What if I don’t get treatment for herpes? If you do not get treatment for herpes, you might have outbreaks more frequently. Herpes outbreaks can be uncomfortable and for some people, they can cause anxiety and embarrassment. Having active herpes sores makes you more likely to spread herpes to other people. However, untreated herpes is not dangerous to your health.
Is herpes curable? There is no cure for infection with herpes simplex virus – once you are infected, the virus will remain in your body for your entire life, even if it is not causing symptoms. A person can still have a herpes outbreak even after many years of not having symptoms. Treatment with antiviral drugs reduces the severity of symptoms but does not cure herpes.
Can it affect fertility? Herpes does not cause infertility. However, herpes can cause birth complications. If a pregnant person has genital herpes, the infection can spread to the infant during a vaginal birth. Herpes can be very serious in infants. However, having genital herpes does not mean someone cannot give birth – antiviral medications and C-sections can be used to reduce the risk of spreading herpes to the infant.

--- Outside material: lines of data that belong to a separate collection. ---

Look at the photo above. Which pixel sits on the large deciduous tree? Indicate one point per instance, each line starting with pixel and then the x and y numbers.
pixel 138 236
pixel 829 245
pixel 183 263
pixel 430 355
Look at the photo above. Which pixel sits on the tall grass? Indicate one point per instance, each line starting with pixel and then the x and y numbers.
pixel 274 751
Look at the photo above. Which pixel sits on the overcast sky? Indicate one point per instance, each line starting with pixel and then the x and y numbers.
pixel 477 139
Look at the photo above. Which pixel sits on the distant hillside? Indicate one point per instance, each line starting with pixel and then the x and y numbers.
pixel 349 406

Can it cause death? With the exception of infants and people with severely compromised immune systems, herpes is not life-threatening.
Can herpes cause any other health problems? The main health risk of herpes is that having active sores on your mouth, genitals, and/or anus makes it easier to transmit or be infected with HIV. This is true whether the sores are caused by herpes, syphilis, physical injuries like friction, or any other cause. However, the biggest risk associated with herpes is shame, stigma, and misinformation.

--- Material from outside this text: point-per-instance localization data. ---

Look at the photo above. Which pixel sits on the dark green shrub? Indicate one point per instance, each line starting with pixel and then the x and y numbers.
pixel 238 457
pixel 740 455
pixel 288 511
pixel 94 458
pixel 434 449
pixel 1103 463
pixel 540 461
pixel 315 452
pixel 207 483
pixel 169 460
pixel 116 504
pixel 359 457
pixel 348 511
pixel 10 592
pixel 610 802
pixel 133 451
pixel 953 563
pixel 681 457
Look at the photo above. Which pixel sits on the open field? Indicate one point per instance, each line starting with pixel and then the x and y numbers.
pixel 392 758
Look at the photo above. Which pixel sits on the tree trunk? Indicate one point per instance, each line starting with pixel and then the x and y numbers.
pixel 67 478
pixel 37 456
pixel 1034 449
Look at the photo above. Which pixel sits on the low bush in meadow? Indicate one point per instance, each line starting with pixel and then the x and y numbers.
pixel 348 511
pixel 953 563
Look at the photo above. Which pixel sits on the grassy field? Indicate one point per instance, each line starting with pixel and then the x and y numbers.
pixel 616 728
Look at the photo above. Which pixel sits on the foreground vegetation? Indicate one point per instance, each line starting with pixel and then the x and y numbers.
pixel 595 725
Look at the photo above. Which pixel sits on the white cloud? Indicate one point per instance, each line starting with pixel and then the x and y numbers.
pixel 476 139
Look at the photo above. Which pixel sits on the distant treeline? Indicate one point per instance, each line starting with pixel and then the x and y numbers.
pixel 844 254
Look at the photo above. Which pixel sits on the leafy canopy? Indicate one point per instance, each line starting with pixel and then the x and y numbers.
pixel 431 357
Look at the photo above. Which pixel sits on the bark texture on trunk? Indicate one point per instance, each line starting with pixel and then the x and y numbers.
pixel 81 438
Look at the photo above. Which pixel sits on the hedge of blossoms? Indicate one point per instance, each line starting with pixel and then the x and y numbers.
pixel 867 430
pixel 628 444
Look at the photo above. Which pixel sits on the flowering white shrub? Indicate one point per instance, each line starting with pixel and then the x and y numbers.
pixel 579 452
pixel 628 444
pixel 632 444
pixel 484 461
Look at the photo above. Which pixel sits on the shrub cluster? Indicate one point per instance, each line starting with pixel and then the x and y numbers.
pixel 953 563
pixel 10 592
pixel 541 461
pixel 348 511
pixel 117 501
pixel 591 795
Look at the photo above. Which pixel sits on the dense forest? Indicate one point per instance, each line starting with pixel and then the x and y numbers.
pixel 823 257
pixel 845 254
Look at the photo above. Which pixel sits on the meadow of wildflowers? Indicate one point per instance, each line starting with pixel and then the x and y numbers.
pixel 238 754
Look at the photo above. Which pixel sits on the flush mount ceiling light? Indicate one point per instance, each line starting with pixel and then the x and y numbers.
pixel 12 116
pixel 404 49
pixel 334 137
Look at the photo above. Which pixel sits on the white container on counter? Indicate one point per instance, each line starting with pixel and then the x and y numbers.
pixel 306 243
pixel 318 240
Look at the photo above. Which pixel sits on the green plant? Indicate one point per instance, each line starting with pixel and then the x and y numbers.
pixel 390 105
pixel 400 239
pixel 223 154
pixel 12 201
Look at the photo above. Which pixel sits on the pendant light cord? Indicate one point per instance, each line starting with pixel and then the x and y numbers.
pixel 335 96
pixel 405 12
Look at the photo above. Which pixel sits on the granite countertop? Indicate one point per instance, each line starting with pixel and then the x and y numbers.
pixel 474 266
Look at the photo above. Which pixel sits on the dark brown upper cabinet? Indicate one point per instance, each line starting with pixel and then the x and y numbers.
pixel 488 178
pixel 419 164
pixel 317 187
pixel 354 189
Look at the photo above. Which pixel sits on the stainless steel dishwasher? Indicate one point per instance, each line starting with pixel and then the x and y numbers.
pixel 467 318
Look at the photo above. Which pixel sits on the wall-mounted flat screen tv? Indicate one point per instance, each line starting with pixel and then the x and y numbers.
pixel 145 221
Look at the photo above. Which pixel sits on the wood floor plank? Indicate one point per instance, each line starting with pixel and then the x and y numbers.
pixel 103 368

There are some viruses that, for better or worse, most human beings on the planet are just going to get. Just about everyone has to deal with common colds and stomach bugs at some point in their life, and there isn’t any shame or stigma associated with these. Similarly, there are plenty of common infections that have no cure and stay in our bodies forever – like chickenpox (a close relative of herpes simplex) that can reoccur as shingles later in life. The reality of herpes is that it’s just a really common, usually harmless skin condition that most people have – so why do so many of us freak out about it?
There’s not an easy answer to this question, but you can read more about the history and culture of herpes stigma.

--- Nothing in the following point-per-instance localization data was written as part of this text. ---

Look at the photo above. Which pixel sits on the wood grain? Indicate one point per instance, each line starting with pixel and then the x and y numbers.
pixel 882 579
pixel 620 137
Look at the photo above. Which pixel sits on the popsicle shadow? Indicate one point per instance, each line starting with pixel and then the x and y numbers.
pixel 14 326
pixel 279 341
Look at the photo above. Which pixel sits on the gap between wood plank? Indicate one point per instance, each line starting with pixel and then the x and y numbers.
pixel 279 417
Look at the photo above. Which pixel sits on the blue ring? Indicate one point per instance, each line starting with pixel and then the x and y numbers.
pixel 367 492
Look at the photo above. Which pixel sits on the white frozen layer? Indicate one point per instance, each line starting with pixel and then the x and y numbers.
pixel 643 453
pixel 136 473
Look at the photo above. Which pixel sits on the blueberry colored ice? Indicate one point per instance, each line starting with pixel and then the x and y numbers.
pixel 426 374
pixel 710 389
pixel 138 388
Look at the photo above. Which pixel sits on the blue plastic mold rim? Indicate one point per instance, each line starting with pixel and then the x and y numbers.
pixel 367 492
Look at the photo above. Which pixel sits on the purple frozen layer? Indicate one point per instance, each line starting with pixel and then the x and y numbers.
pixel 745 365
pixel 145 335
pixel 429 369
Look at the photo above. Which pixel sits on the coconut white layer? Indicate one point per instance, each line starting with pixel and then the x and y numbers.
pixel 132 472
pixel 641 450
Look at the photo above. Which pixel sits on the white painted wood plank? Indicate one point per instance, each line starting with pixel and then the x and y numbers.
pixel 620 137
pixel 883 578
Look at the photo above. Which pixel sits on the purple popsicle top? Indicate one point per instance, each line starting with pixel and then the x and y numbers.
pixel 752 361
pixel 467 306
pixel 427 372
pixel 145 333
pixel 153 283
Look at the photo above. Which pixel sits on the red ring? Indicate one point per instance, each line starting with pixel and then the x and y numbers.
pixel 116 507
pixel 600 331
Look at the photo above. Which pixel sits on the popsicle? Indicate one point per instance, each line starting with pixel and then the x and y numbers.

How can we prevent herpes? Because herpes can be spread by skin-to-skin contact, there is no way to prevent herpes that is 100 percent effective – even if you’ve never kissed or had any kind of sex with anyone, there’s still a good chance you were exposed to HSV-I as a child (lots of us get HSV-I when we’re very young from being kissed by adults).
That being said, there are a few things you can do to reduce your risk.
When a person has herpes, they are most likely to spread it to other people during or just before an outbreak. If someone is having a herpes outbreak (or feels like an outbreak is coming on), they can reduce the risk of spreading herpes by using barriers (gloves, condoms, or dental dams) for sexual contact. If someone has herpes sores around their mouth, they can prevent transmitting herpes by not kissing during the outbreak and by using barriers for giving oral sex. If we or a partner has herpes, using barriers for genital intercourse or oral sex regardless of whether there is an outbreak is what's most safe besides abstaining from those kinds of contact.
Although there isn’t a ton we can do to prevent herpes infections, educating ourselves, not freaking out or shunning someone when they disclose that they have herpes, and confronting misinformation are all things we can do to stop the spread of herpes stigma, which causes a lot more harm to folks than the infection itself.